For RL practitioners, it is obvious that the sign of the reward is a bit funky. Negative rewards often mean penalties. We wil still modify this reward function as you will see in the gym-lattice environment.

## The Gym-Lattice Environment

My project aims to provide an environment ($$\mathcal{E}$$) that simulates the protein folding problem for training RL agents. It follows a similar API with OpenAI-Gym, and is built from primitives found in the Gym library. This means that the common step(), reset(), and render() methods are available. You can find the Github link here and a good Reddit discussion of the project here.

• In gym-lattice, the state $$s$$ is represented as a 2D-matrix $$S \in \{-1,0,+1\}^{2}$$. The observation-space is defined as Box(high=1, low=-1, shape=(2*n+1,2*n+1), dtype=int)
• +1 represents hydrophobic (H) molecules
• -1 represents polar (P) molecules; and
• 0 represents unassigned spaces in the grid.
• Your agent can perform four possible actions: 0 (left), 1 (down), 2 (up), and 3 (right). The number choices may seem funky at first but just remember that it maps to the standard vim keybindings.
• An episode ends when all molecules are added to the lattice OR if the sequence of actions traps the polymer chain (no more valid moves because surrounding space is fully-occupied). Whenever a collision is detected, the agent should enter another action.

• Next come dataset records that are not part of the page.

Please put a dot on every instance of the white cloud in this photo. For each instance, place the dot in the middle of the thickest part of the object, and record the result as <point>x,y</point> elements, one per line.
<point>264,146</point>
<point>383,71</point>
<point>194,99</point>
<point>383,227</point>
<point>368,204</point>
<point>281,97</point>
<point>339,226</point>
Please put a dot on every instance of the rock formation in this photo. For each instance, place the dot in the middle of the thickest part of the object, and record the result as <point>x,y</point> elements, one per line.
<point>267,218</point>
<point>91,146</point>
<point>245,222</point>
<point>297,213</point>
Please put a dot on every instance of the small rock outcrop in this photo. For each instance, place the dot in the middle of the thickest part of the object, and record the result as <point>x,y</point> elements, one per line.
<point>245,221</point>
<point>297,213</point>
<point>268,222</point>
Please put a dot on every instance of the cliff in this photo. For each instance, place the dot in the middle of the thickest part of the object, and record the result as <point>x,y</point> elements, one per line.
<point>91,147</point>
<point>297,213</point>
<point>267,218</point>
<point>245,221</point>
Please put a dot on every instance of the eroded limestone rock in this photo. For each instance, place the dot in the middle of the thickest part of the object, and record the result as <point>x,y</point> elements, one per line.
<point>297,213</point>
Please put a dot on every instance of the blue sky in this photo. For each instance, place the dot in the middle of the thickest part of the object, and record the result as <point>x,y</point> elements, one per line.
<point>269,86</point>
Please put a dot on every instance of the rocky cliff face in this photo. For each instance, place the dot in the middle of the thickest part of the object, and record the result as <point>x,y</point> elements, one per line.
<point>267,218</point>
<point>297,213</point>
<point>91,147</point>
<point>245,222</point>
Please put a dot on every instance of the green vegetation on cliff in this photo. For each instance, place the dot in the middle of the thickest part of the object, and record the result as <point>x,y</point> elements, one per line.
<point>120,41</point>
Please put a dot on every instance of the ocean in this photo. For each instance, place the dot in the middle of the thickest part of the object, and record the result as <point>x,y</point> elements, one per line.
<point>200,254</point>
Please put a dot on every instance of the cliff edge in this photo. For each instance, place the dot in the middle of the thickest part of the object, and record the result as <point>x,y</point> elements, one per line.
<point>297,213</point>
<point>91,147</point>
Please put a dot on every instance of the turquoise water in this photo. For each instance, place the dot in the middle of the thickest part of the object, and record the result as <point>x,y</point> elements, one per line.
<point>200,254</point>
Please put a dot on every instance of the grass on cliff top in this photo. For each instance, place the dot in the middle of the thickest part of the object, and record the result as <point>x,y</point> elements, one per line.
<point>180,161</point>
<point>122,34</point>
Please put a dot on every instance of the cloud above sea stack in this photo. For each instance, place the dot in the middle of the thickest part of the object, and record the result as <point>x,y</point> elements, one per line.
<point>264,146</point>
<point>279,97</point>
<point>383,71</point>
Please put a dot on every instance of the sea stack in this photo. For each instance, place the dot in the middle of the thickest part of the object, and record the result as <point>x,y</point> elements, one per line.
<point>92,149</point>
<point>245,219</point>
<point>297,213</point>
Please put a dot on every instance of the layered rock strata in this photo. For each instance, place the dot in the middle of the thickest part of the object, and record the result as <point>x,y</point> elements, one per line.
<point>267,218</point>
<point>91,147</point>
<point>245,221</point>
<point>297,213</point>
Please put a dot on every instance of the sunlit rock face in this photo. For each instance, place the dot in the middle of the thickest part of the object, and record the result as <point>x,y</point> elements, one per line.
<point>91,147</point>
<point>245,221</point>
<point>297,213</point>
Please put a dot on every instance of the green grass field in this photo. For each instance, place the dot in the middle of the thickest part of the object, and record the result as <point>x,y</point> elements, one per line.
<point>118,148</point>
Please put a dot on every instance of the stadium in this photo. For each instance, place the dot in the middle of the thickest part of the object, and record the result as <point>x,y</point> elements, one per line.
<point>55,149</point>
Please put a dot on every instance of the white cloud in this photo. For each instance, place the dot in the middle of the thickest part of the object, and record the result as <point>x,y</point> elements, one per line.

### Small note about the reward function

The reward function $$r$$ has been modified. For every timestep, it gives sparse rewards $$r_{t}=0$$. The energy function is only computed at the end of the episode (when all molecules are placed). Whenever the agent collides at a specific timestep, a collision penalty is computed. Overall, the reward at t $$r_{t}$$ is computed in the following manner:

# Reward at timestep t
reward_t = state_reward + collision_penalty + trap_penalty

• The state_reward is the number of adjacent H-H molecules in the final state. In protein folding, the state_reward is synonymous to computing the Gibbs free energy, i.e., thermodynamic assumption of a stable molecule. Its value is 0 in all timesteps and is only computed at the end of the episode.
• The collision_penalty at timestep t accounts for collision events whenever the agent chooses to put a molecule at an already-occupied space. Its default value is -2, but this can be adjusted by setting the collision_penalty at initialization.
• The trap_penalty is only computed whenever the agent has no more moves left and is unable to finish the task. The episode ends, thus computing the state_reward, but subtracts a deduction dependent on the length of the actual sequence.

### Basic Usage

It’s very simple to use gym-lattice. Once you have your agent ready, just call the step(action) function to input your action. Remember that at the beginning of each episode, you must reset your environment. Below is a basic skeleton of how to use this package:

from gym_lattice.envs import Lattice2DEnv
from gym import spaces
import numpy as np

np.random.seed(42)

seq = 'HHPHH' # Our input sequence
action_space = spaces.Discrete(4) # Choose among [0, 1, 2 ,3]
env = Lattice2DEnv(seq)

for i_episodes in range(5):
env.reset()
while True:
# Random agent samples from action space
action = action_space.sample()
obs, reward, done, info = env.step(action)
env.render()
if done:
print("Episode finished! Reward: {} | Collisions: {} | Actions: {}".format(reward, info['collisions'], info['actions']))
break


Of course, at each step, you can call render() to see what the lattice looks like in your console:

### Last Notes

I haven’t trained an agent yet to solve this problem, but one idea I have in mind is by using a Deep Q-Network with a convolutional layer to take-in the grid, and is connected to a Fully-Connected Network to output an action. I’ve been very busy with thesis lately so we’ll see what happens in the future.